Homilía para el 1º de enero de 2021 (Santa María, Madre de Dios)
Este día de fiesta en honor al Santo Niño Milagroso, cuya imagen la tenemos aquí desde 1950, celebramos a la Virgen María, como Madre de Dios. Con esta celebración Eucarística damos gracias a Dios por el don de su Hijo, nacido de una mujer, como dice san Pablo, y por el testimonio de fortaleza de esta mujer.
La Madre del Santo Niño nos fortalece
Textos: Nm 6,22-27; Gal 4,4-7; Lc 2,16-21
Este día de fiesta en honor al Santo Niño Milagroso, cuya imagen la tenemos aquí desde 1950, celebramos a la Virgen María, como Madre de Dios. Con esta celebración Eucarística damos gracias a Dios por el don de su Hijo, nacido de una mujer, como dice san Pablo, y por el testimonio de fortaleza de esta mujer. Además, por ser el primer día del año, nos ponemos en manos de Dios, para pedirle que sepamos proyectar la vida y la paz que Él nos da y que quiere para nosotros, sobre todo en medio del ambiente de prevención y emergencia por la pandemia de Covid-19; le pedimos que nos proteja, porque nos cuidaremos.
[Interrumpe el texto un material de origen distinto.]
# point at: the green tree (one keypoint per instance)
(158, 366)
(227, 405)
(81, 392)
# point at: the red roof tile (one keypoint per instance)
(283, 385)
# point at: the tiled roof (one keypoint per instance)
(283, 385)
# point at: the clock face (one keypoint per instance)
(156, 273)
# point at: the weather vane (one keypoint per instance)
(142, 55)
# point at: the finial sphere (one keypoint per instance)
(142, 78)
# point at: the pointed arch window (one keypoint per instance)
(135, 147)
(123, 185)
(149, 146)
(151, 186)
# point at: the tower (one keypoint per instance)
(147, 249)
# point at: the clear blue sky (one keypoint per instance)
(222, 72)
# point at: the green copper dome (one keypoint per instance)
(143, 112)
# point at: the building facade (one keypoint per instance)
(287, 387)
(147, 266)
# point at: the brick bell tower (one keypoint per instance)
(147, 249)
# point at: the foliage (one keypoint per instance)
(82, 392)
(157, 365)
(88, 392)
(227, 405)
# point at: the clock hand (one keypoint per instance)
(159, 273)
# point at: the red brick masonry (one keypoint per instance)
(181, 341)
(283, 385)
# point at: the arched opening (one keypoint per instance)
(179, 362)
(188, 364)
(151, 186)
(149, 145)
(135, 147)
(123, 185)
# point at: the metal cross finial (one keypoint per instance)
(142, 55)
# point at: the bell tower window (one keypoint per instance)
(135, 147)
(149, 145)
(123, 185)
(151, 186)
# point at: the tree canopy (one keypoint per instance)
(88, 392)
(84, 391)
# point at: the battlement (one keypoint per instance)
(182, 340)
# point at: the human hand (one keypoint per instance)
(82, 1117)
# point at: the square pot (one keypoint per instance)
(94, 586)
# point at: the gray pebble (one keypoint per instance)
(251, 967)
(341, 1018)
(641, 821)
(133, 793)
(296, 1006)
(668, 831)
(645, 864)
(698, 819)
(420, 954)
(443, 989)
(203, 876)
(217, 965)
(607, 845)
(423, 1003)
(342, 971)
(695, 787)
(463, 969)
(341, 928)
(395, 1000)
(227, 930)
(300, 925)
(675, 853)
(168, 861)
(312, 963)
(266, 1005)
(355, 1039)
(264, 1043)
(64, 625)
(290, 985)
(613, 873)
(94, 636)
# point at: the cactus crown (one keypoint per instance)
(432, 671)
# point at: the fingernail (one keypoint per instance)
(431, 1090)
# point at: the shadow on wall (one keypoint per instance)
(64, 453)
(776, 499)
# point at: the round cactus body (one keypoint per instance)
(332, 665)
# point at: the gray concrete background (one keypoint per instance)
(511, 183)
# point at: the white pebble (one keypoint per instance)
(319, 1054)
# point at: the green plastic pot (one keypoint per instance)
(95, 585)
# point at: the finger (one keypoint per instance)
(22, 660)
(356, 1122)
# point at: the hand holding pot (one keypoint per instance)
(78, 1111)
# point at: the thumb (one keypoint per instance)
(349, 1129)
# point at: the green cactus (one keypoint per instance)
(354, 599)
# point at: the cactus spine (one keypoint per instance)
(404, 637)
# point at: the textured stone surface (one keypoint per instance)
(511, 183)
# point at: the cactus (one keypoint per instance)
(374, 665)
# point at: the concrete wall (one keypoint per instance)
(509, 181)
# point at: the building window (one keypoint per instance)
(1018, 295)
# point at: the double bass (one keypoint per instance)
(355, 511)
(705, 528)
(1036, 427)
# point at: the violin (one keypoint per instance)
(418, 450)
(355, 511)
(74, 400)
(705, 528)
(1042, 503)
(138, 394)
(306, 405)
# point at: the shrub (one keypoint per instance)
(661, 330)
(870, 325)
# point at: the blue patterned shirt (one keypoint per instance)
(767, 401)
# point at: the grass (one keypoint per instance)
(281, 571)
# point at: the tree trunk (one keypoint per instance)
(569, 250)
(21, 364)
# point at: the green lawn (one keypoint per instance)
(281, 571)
La Virgen nos da testimonio de fortaleza ante la adversidad. Nosotros muchas veces renegamos, incluso contra Dios, por lo que nos sucede, sobre todo cuando no nos va bien, no nos salen las cosas o no entendemos lo que nos pasa. Así sucede en la vida personal, en la relación de pareja o en la familia, en la comunidad, el trabajo o la calle. Así le aconteció muchas veces a María de Nazaret; pero cuando vivía estas situaciones, ella las guardaba y las meditaba en su corazón como nos narra san Lucas. Es decir, se ponía a discernir delante de Dios lo que tenía que hacer y cómo debía ubicarse para mantenerse fiel a Él y cumplir su misión de esposa y de madre. No renegaba, sino que se abría a la voluntad de Dios.
Por señalar algunas de esas situaciones, recordemos cuando el ángel Gabriel le comunicó el proyecto de ser la madre del Salvador, estando ya comprometida en matrimonio con José; cuando estaba a punto de dar a luz al Santo Niño y no encontrar un lugar en la posada; todo lo que los pastores les platicaron del Niño —el texto de hoy—; tener que huir a Egipto, porque el tirano Herodes quería matar al Niño; cuando Jesús se les perdió en Jerusalén y nada supieron de Él durante tres días; cuando a su Hijo lo trataban de loco, endemoniado, borracho, tragón, pecador, violador de la ley, amigo de publicanos y prostitutas; y, sobre todo, cuando injustamente lo condenaron a muerte, lo cargaron con la cruz y lo crucificaron; lo vio agonizar y morir, recibió su cuerpo despedazado y lo llevó a sepultar.
Para ella no fueron situaciones fáciles de entender y asimilar, pero encontraba la fuerza para sostenerse y salir adelante, no en sí misma sino en el Señor; las guardaba y meditaba en su corazón. Esto lo transmitió a su Hijo Jesús, que fue muchas veces probado en su vida y en la realización de su misión; y se sostuvo en ella hasta dar su vida en la cruz.
Así como María, y muchas veces fortalecidas por ella, la mayoría de agentes de pastoral de nuestra parroquia y de nuestra Diócesis son y han sido mujeres. Conscientes de su misión, y con limitaciones personales, problemas familiares, críticas y agresiones de sus vecinos, se mantienen sirviendo a la comunidad. La Diócesis ha buscado realizar la misión durante los 48 años de su vida, y ha sido en gran parte con la fuerza de las mujeres. Por eso, hoy damos gracias al Señor por el testimonio de fortaleza de la Virgen y de las mujeres.
Dispongámonos a recibir sacramentalmente a Jesús en la Comunión. Pidámosle que, al igual que su Madre y que muchas mujeres de nuestra comunidad, nos decidamos a colaborar en la misión, aunque tengamos problemas y muchas veces no encontremos la salida.